Weekly Sessions on Edo Food

The traditional cuisine of the Edo is representative of what is found in most southern states of Nigeria. Pounded yam, fufu or eba eaten with Ground nut soup, black soup, vegetables, Ogbono, melon/Egusi, okro soup and so on. Garden egg sauce can be eaten with rice, boiled or fried yam, plantain. These soups and stews can be made with beef, chicken, fish, or prawns.

Groundnut Soup (Omisagwe)

Groundnut is one of the most popular soup among the Edo people. The soup is made from roasted groundnut. Groundnut soup happens to be one of the cheapest soups to prepare and also one of the most delicious.

This soup is eaten with a wide range of food like eba, fufu, pounded yam, cornmeal and white rice.

However during our session we decided to use Groundnut soup with plantain fufu. It’s nice to see our children enjoying this delicious soup.

Black Soup (Omoebe)

Black soup, often referred to as Omoebe, is lauded for its medicinal capabilities. Originating from Edo state, it earned its name because of the oxidisation of some of the vegetables, which causes the vegetables to darken, giving the soup its name. Traditionally, a stone is used to grind the vegetables to a smoother texture. However, if you do not have a grinding stone, you can use a food processor or a blender with a bit of water.

Many Edo people eat this soup regularly because of its health benefits. After a woman gives birth, the soup is served to help cleanse the stomach after birth. Other benefits of black soup are: improving fertility, and relieving pain. It helps when losing weight, prevents constipation, and treats cold/fever and sore throat.

Rice and Stew

In Edo state Nigeria, there is hardly any household that doesn’t eat white rice and stew at least once a week. This is because it is so delicious! Years ago, rice and stew was made every Sunday, many children looked forward to eating it. The rice is easy to cook, all you need to do is wash very well and boil, some people add salt others don’t. The stew is made up of tomatoes, vegetable oil, fish, beef, fish stock, onions, bell pepper, crayfish and bouillion.
Aside from home cooking, rice and stew is served at traditional Edo weddings,  birthday parties, graduations, and naming ceremonies.

Garden Egg Sauce and Fried Yam

Garden egg is what the eggplant is natively called in Edo state and many parts of Nigeria. The sauce is made up of the garden egg/eggplant, tomatoes, pepper, onions, cray fish, dry prawns, and oil. This sauce is mostly eaten by Edo people during traditional ceremonies, it is popularly eaten with Boiled yam or plantain.

Puff Puff

Puff Puff is a popular Nigerian snack. For this recipe, you will need Flour, Sugar, Salt, Nutmeg ,Water and Sunflower or Vegetable oil. The total cooking time is about 2hours 15 minutes, though now people use self-raising flour which takes less time. Nigerian puff puff is deep fried, similar to doughnut. It is soft, spongy, fluffy, easy to make and requires just a few ingredients.
It is usually eaten as a starter or snack, at home, at weddings, naming ceremonies and so on. At Edo parties, you can almost be sure that puff puff will be served as small chops (appetizer). In fact, we eat it at anytime, anywhere.

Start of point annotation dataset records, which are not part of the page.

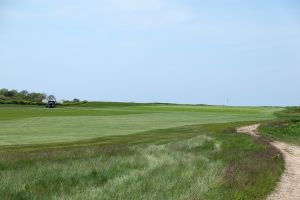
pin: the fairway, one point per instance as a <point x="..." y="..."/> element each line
<point x="36" y="125"/>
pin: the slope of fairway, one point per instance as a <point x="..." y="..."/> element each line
<point x="210" y="162"/>
<point x="34" y="125"/>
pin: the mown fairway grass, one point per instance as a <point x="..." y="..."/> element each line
<point x="35" y="125"/>
<point x="134" y="152"/>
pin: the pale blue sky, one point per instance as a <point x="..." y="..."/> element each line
<point x="191" y="51"/>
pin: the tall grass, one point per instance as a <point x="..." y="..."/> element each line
<point x="191" y="162"/>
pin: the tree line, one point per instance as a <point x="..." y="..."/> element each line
<point x="32" y="98"/>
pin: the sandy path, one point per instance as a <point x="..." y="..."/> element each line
<point x="288" y="187"/>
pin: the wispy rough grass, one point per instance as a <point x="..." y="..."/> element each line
<point x="286" y="127"/>
<point x="190" y="162"/>
<point x="35" y="125"/>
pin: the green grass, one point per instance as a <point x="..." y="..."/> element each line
<point x="190" y="162"/>
<point x="286" y="128"/>
<point x="103" y="150"/>
<point x="35" y="125"/>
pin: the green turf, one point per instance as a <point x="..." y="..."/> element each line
<point x="35" y="125"/>
<point x="208" y="162"/>
<point x="285" y="128"/>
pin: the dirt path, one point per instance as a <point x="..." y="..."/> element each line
<point x="288" y="187"/>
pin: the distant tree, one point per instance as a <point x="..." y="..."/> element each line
<point x="76" y="100"/>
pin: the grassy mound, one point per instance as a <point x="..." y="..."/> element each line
<point x="190" y="162"/>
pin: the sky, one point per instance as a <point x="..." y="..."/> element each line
<point x="192" y="51"/>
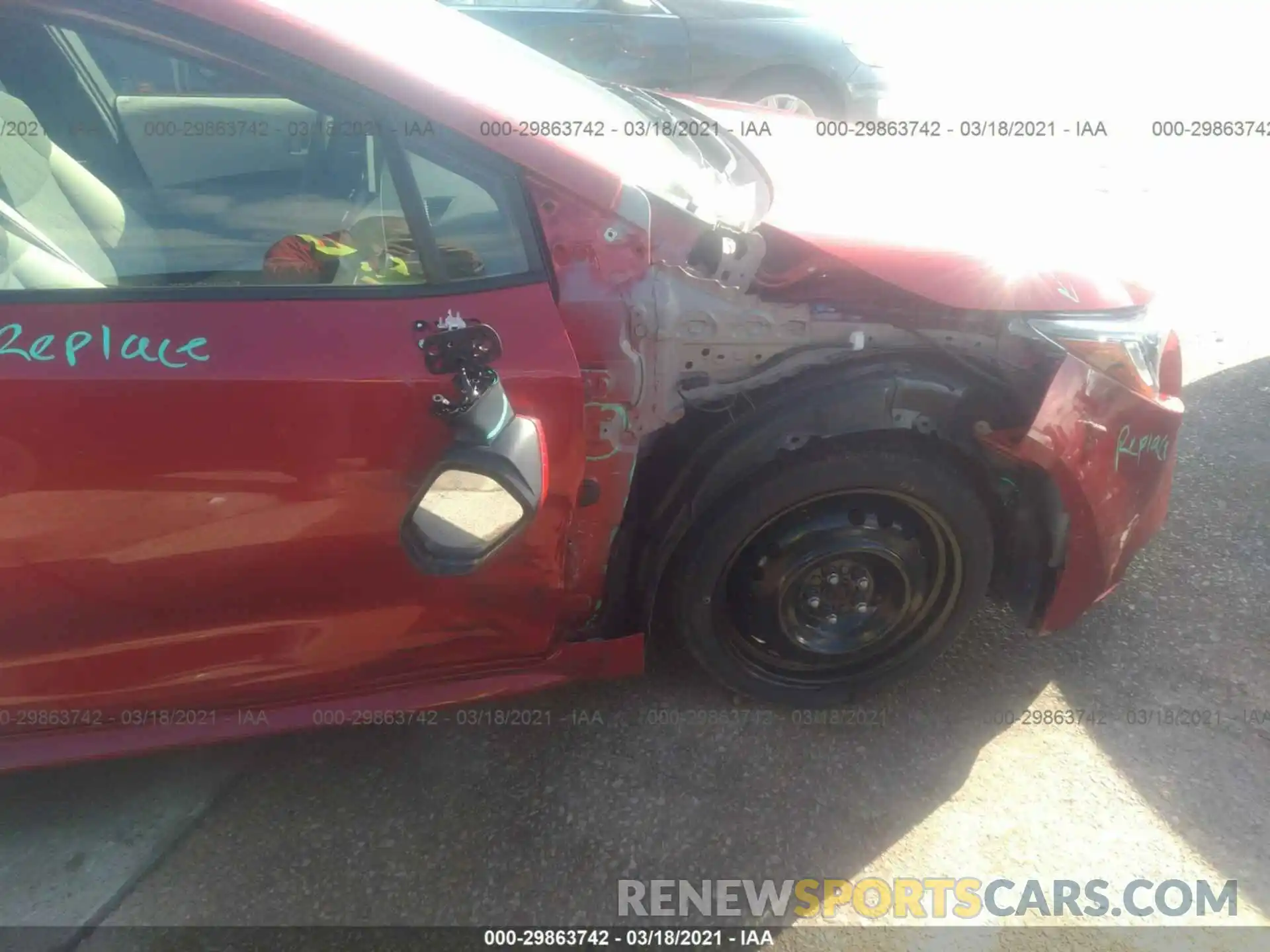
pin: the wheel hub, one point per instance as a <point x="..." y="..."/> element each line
<point x="829" y="586"/>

Fried Plantain & Yam with Prawn Sauce

Fried yam and fried plantain is a deep-fried dish which can be eaten with a wide range of Edo stews and sauces. This is a heathy meal for adults and children.


Suya is a popular meat snack in Nigeria. In Edo state, it is usually sold in the evening, and eaten when relaxing. It is made up of beef, which is roasted and eaten with fresh onions, tomatoes and the suya spice. Initially this was made only by men. We have learnt that both men and women can make it, and we do not have to be in Nigeria to eat it. We have found out how to make it using your oven in the comfort of your home. We have learnt the skill and it saves money making it at home.

Edo People in Manchester

For every party event done by Edo people in Manchester, one thing is sure; our traditional food. What makes our party or festival unique in the diaspora is that we are doing all we can to embrace our cultural heritage. We do not want our culture to die, so we are doing our best to promote it, and teach the younger ones so the heritage does not lose its value.